Caller: Go to your pc and switch it on. Find the Ctrl key… and press Ctrl + R and tell me what comes up on the screen.

…at this point i hung up. i would have played along a little further but i couldn’t be assed to actually boot up a pc, no matter how interested i was in what she was trying to get me to do. I wasn’t about to let her know i was running on a mac either. Its the first time anyone has actually phoned me trying to give me information to allow them go gain access to my PC.

I say this now to my less techy friends – Microsoft doesn’t just call you up to offer you technical support out of the blue and its a bad idea to do anything on your computer that a random caller asks for. I am shocked by this behaviour but really do not know what to do  – Ive no idea where they got my phone number from, or who i would report such things to.  I am sure there are people out there that do get caught out by this kind of con – it makes me fairly angry, and want to do something about it, actually knowing that theres a person out there – a seemingly harmless indian woman who is willing to help someone hack me – it makes it personal, and offensive – that someone i don’t know wants to cause me harm. Social engineering – actually doing what someone tells you is probably the easiest pay off for a hacker – rather than try to compromise your systems they actually manipulate you into giving key information – be it an actual password or tricking you into installing “diagnostics” software.

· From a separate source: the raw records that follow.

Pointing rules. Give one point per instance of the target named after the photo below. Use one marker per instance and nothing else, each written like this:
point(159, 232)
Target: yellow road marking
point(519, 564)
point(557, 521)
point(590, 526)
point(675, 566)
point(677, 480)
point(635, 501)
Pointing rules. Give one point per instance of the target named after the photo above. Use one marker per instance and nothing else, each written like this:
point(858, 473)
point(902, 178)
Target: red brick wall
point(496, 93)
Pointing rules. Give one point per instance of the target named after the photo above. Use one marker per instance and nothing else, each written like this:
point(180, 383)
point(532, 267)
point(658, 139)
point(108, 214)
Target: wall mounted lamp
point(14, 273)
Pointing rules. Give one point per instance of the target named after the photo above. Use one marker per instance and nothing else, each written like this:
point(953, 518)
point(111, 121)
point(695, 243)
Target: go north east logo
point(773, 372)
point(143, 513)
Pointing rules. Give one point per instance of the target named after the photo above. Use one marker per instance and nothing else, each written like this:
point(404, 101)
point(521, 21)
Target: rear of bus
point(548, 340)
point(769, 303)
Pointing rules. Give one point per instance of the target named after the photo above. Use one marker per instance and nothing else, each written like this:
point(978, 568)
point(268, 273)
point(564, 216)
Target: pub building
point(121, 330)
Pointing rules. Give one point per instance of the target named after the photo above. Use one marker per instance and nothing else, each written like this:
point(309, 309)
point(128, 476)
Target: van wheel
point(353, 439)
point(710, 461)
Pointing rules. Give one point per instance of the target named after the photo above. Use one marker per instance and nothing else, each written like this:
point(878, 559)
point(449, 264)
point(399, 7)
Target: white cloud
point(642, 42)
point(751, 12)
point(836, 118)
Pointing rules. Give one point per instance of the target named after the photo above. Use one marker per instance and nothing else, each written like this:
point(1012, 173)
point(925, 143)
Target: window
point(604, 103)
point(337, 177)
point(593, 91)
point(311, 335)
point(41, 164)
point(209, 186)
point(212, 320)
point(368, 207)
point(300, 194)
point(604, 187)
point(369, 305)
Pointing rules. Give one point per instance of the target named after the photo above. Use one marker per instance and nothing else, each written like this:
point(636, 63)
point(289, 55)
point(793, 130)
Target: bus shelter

There are bastards out there. Be careful!

Scamming me on Skype.

I recieved the following on Skype of all things lag night:

Hello Owen am George Boateng a Chartered Accountant by profession with over sixteen (16) years working experience in the Ghana banking sector, however i have with me an important business to share with you which will be of great benefit to both of us because it is in connection with your name and a citizen of your country called Mr. Shafi A. Owen who had a fixed deposit with my bank in 2006 valued at over $14,400.000 Million United state Dollars which the due date for this deposit contract was on the 16th of September 2009. Sadly Mr. Shafi was among the death victims in the May 12th 2008 China earthquake that left over 67,000 people dead.

My bank management is yet to know about his death and i knew about it because am his account officer who open the account for him, meanwhile Mr. Shafi did not mention any Next of Kin / Heir when the account was opened and last week my Bank Management requested that Mr. Shafi should give instructions on what to do about his funds and this is why have been looking for a means to handle the situation because if my Bank Management happens to know that Mr. Shafi is dead and do not have any heir they will take the money for their personal use and i don’t want such to happen.

That was why when i saw your name i was happy and am now seeking your co-operation to present you as Next of Kin to the account since you have the same name with him and my bank will release the account to you with my help in activating your full name in to our bank data base system as the beneficiary to Mr. Shafi so as to enable you to claim the funds and this transaction will be executed under a legitimate arrangement that will protect you from any breach of law, It is better that we claim the money than allowing the Bank management to take it. I am not a greedy person so I suggest we share the funds equal 50% / 50% to both parties, let me know your mind on this and do treat this information as Top Secret while i send to you the full details and documentation once i receive your urgent response by email.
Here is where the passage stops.